Intervention de Florence Delamoye

Réunion du 4 septembre 2014 à 9h00
Commission d'enquête chargée d'étudier les difficultés du monde associatif dans la période de crise actuelle, de proposeer des réponses concrètes et d'avenir pour que les associations puissent assurer leurs missions, maintenir et développer les emplois liés à leurs activités, rayonner dans la vie locale et citoyenne et conforter le

Florence Delamoye, déléguée générale d'Emmaüs France :

Le sens de notre engagement est pour nous d'une telle évidence que nous ne l'avons peut-être pas évoqué assez clairement. Nous sommes un rassemblement de personnes convaincues qu'un projet collectif peut être mené en adéquation avec l'intérêt commun. Les communautés Emmaüs, qui vivent de la collecte de dons et de la revente, sont un bon exemple d'un tel projet. Le compagnon en est un acteur majeur. Par son activité, il fait vivre la communauté, il la crée et lui permet de gagner une véritable reconnaissance. À bien y réfléchir, il est extraordinaire que nous parvenions à trouver les capacités de mener de tels projets collectifs à but non lucratif grâce à l'esprit associatif.
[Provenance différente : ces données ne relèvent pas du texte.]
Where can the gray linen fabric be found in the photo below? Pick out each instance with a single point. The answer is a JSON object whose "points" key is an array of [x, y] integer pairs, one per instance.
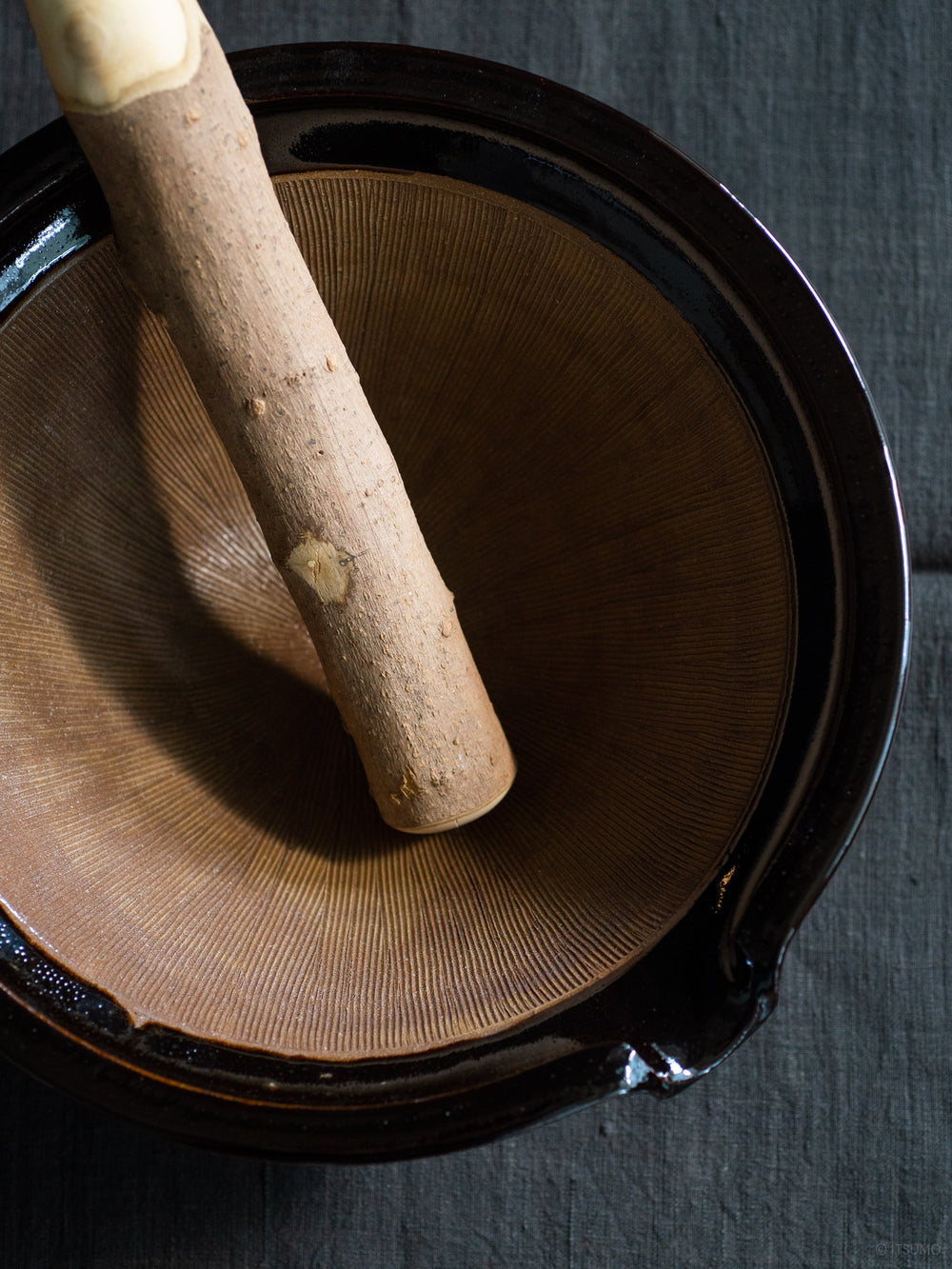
{"points": [[824, 1140]]}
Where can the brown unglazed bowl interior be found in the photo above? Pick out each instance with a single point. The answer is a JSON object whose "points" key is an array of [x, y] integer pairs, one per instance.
{"points": [[183, 822]]}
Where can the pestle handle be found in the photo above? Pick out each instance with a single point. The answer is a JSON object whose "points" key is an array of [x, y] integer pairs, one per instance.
{"points": [[149, 92]]}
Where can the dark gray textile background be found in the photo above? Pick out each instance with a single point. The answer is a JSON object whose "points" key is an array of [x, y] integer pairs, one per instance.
{"points": [[824, 1140]]}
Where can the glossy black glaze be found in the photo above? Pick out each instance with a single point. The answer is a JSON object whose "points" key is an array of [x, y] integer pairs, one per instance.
{"points": [[714, 979]]}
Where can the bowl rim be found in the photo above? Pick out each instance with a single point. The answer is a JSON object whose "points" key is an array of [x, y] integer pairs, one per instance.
{"points": [[730, 948]]}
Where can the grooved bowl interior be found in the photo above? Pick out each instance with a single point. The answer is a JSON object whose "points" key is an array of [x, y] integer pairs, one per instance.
{"points": [[183, 822]]}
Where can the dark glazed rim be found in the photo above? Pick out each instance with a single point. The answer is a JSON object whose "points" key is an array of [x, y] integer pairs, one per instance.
{"points": [[712, 980]]}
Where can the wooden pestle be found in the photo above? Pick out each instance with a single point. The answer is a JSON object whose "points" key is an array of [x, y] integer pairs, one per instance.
{"points": [[150, 96]]}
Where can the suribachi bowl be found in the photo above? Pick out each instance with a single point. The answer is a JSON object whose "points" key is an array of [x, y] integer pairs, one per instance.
{"points": [[650, 472]]}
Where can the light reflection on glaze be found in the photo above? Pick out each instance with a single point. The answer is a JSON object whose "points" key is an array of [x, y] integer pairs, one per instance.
{"points": [[57, 240]]}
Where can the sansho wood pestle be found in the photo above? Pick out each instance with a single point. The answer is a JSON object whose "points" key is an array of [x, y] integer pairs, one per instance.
{"points": [[150, 96]]}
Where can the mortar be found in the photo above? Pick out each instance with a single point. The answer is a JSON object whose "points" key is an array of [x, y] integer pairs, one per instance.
{"points": [[647, 467]]}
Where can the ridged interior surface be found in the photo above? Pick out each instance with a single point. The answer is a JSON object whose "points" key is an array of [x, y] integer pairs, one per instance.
{"points": [[183, 822]]}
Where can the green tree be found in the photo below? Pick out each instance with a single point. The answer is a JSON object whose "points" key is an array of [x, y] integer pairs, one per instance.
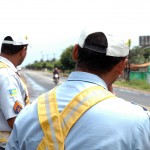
{"points": [[139, 55]]}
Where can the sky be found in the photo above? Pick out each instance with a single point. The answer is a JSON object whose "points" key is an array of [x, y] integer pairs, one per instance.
{"points": [[53, 25]]}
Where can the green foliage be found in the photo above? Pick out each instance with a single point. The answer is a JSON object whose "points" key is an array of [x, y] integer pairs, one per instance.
{"points": [[66, 59], [139, 55], [136, 84]]}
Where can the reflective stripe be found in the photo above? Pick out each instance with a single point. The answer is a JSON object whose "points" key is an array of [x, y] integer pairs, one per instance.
{"points": [[50, 119], [81, 103]]}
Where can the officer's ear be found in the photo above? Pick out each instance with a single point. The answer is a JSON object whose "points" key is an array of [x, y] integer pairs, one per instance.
{"points": [[75, 52]]}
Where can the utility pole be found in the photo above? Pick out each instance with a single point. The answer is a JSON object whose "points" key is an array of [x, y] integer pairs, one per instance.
{"points": [[128, 65]]}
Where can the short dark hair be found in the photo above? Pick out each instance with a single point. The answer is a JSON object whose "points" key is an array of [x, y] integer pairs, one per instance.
{"points": [[11, 49], [96, 61]]}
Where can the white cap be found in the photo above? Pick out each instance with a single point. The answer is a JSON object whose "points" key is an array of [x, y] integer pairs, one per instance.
{"points": [[17, 40], [116, 47]]}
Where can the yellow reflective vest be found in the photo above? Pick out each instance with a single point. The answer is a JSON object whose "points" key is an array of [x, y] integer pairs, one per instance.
{"points": [[57, 125], [4, 135]]}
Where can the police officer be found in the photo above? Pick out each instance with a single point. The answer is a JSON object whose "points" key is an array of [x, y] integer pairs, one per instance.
{"points": [[13, 93], [81, 114]]}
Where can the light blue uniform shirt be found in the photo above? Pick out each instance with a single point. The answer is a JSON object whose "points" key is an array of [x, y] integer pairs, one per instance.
{"points": [[113, 124], [11, 90]]}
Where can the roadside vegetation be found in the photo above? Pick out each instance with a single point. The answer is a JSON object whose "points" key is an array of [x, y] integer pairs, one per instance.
{"points": [[65, 64], [134, 84]]}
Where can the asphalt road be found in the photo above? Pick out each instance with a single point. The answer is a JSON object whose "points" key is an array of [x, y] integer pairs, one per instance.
{"points": [[41, 82]]}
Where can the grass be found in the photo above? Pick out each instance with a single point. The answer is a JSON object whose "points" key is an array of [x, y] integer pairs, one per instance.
{"points": [[135, 84]]}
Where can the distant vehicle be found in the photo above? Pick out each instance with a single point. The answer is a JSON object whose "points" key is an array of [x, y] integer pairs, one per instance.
{"points": [[19, 68]]}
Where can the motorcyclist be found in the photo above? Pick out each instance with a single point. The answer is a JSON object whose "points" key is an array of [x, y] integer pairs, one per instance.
{"points": [[56, 74]]}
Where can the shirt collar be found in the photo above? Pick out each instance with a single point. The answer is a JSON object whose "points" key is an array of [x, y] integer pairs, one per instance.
{"points": [[87, 77], [7, 62]]}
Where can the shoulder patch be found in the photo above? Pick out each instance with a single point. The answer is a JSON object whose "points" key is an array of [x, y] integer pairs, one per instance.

Les revenus générés sont destinés à faire vivre la communauté. Lorsque des recettes dépassent les besoins, les surplus alimentent la solidarité locale, régionale et internationale d'Emmaüs et servent par exemple à financer les prêts à taux zéro consentis par SOS Familles Emmaüs afin d'éviter le mal-endettement. Les acteurs qui s'investissent auprès d'Emmaüs sont donc des militants, et l'intérêt pécuniaire n'est pas la principale motivation de leur engagement. Cette caractéristique différencie le milieu associatif du secteur dit concurrentiel au sujet duquel vous avez voulu nous rassurer. J'avoue que mes craintes persistent, mais je suis prête à dialoguer sur cette question.
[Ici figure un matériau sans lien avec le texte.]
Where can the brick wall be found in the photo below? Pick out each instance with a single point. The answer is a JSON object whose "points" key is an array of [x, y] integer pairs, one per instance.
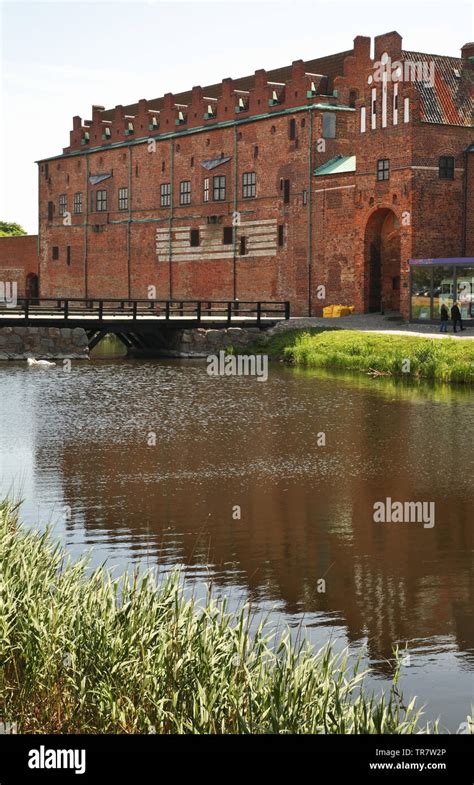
{"points": [[330, 242], [18, 260]]}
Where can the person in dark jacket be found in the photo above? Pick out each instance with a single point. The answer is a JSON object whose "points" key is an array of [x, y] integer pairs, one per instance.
{"points": [[444, 317], [456, 317]]}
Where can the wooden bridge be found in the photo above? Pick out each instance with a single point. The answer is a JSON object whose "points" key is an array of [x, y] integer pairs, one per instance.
{"points": [[133, 320]]}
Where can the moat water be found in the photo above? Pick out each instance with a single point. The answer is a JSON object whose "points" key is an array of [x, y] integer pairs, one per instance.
{"points": [[78, 448]]}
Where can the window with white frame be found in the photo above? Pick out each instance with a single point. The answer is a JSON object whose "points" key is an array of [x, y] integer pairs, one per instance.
{"points": [[185, 192], [249, 185], [165, 195]]}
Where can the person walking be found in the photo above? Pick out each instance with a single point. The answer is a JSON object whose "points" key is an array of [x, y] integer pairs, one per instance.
{"points": [[444, 318], [456, 317]]}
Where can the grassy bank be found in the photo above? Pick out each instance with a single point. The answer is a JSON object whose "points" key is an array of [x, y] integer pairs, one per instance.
{"points": [[450, 360], [86, 653]]}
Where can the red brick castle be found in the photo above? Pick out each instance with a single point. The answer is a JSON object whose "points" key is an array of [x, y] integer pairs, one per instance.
{"points": [[316, 183]]}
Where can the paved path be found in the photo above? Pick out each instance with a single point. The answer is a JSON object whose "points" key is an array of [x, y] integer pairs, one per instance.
{"points": [[374, 323]]}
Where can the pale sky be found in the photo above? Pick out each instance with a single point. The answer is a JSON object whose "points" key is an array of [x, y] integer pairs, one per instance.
{"points": [[59, 58]]}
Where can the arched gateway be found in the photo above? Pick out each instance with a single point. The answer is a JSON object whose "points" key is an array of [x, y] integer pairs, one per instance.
{"points": [[382, 262]]}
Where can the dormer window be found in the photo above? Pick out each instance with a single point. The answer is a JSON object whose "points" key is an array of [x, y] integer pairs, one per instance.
{"points": [[209, 115], [329, 125], [242, 106], [383, 169], [274, 100]]}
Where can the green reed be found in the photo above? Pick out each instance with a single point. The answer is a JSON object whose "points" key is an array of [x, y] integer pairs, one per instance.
{"points": [[447, 360], [90, 653]]}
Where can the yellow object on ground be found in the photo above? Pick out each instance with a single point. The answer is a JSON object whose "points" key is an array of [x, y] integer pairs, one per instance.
{"points": [[335, 311]]}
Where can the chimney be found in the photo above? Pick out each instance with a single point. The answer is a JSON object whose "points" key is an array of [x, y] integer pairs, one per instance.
{"points": [[467, 54], [390, 43]]}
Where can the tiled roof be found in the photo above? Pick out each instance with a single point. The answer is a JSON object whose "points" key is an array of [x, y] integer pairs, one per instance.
{"points": [[450, 100], [330, 67]]}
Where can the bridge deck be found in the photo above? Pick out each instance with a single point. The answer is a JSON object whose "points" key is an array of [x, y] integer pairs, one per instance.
{"points": [[138, 314]]}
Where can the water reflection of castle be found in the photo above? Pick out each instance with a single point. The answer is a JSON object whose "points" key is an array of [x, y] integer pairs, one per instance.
{"points": [[387, 581]]}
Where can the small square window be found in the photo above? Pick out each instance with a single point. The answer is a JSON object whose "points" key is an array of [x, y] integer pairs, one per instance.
{"points": [[165, 195], [329, 125], [78, 203], [219, 188], [249, 185], [185, 192], [101, 201], [383, 169], [123, 198]]}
Le monde associatif joue un rôle de vigie. Il repère en amont les évolutions sociales. Si, dans un premier temps, nous sommes le plus souvent pris au dépourvu, dans un second temps, les associations tentent de répondre collectivement aux nouveaux besoins. Les familles monoparentales, les retraités pauvres, les jeunes en rupture familiale n'ayant jamais travaillé sont par exemple de plus en plus nombreux.

Il nous appartient de réagir en proposant des solutions innovantes. Nous l'avons fait en mettant en place le travail à l'heure qui permet à des personnes qui se trouvent dans la rue de travailler une, deux, trois ou quatre heures. Le travail conjoint entre les maraudeurs et des chantiers d'insertion a donné de véritables résultats. De la même façon, l'accueil de personnes sortant de prison dans la ferme de Moyembrie, en Picardie, constitue un succès reconnu par les magistrats locaux. Les personnes accueillies peuvent reprendre une activité économique réelle au sein d'une AMAP, prendre le temps de construire un projet personnel et professionnel, et retrouver la réalité et l'autonomie. Dans tout le pays, Emmaüs France accueille aussi de très nombreuses personnes parfois mineures exécutant des travaux d'intérêt général (TIG) décidés par un tribunal. À notre avis, mais c'est aussi celui des magistrats, cette alternative à l'incarcération est un outil formidable et constitue un moyen citoyen et efficace pour réinsérer un individu dans la société.

Concernant tous les publics que je viens d'évoquer, je note que les « besoins émergents » ne datent plus d'hier. Les années ont passé et aucune solution n'a pourtant encore été apportée à ces problèmes. L'expérimentation est nécessaire ; elle ne peut réussir sans confiance.

Emmaüs a disparu de la filière papier-carton, dans laquelle il jouait un rôle important il y a près de soixante ans. Nous savons donc parfaitement que rien n'est acquis, ce qui ne nous gêne pas. Nous considérons en revanche que la loi relative à l'économie sociale et solidaire peut faire courir des risques aux associations et aux coopératives. Les secteurs qu'elles investissent sont en général peu rentables : ce fut le cas des meubles ou du textile. Mais lorsque les filières en question commencent à rapporter de l'argent, les entrants affluent et nous ne nous sentons pas toujours assez protégés. Les verrous existent nous avez-vous dit. Certes, mais à nos yeux, ils sont insuffisants. Prenez les écarts de salaires : dans les entreprises du secteur de l'économie sociale et solidaire, ils pourront aller de un à sept, alors qu'entre le plus bas et le plus haut salaire versé par Emmaüs, il n'y a qu'un facteur 2,86 – et, chez nous, il n'est pas question que cela change !

L'économie circulaire est pour nous fondamentale. Au travers du marché de seconde main et du recyclage, nous nous positionnons donc aussi sur une problématique environnementale essentielle.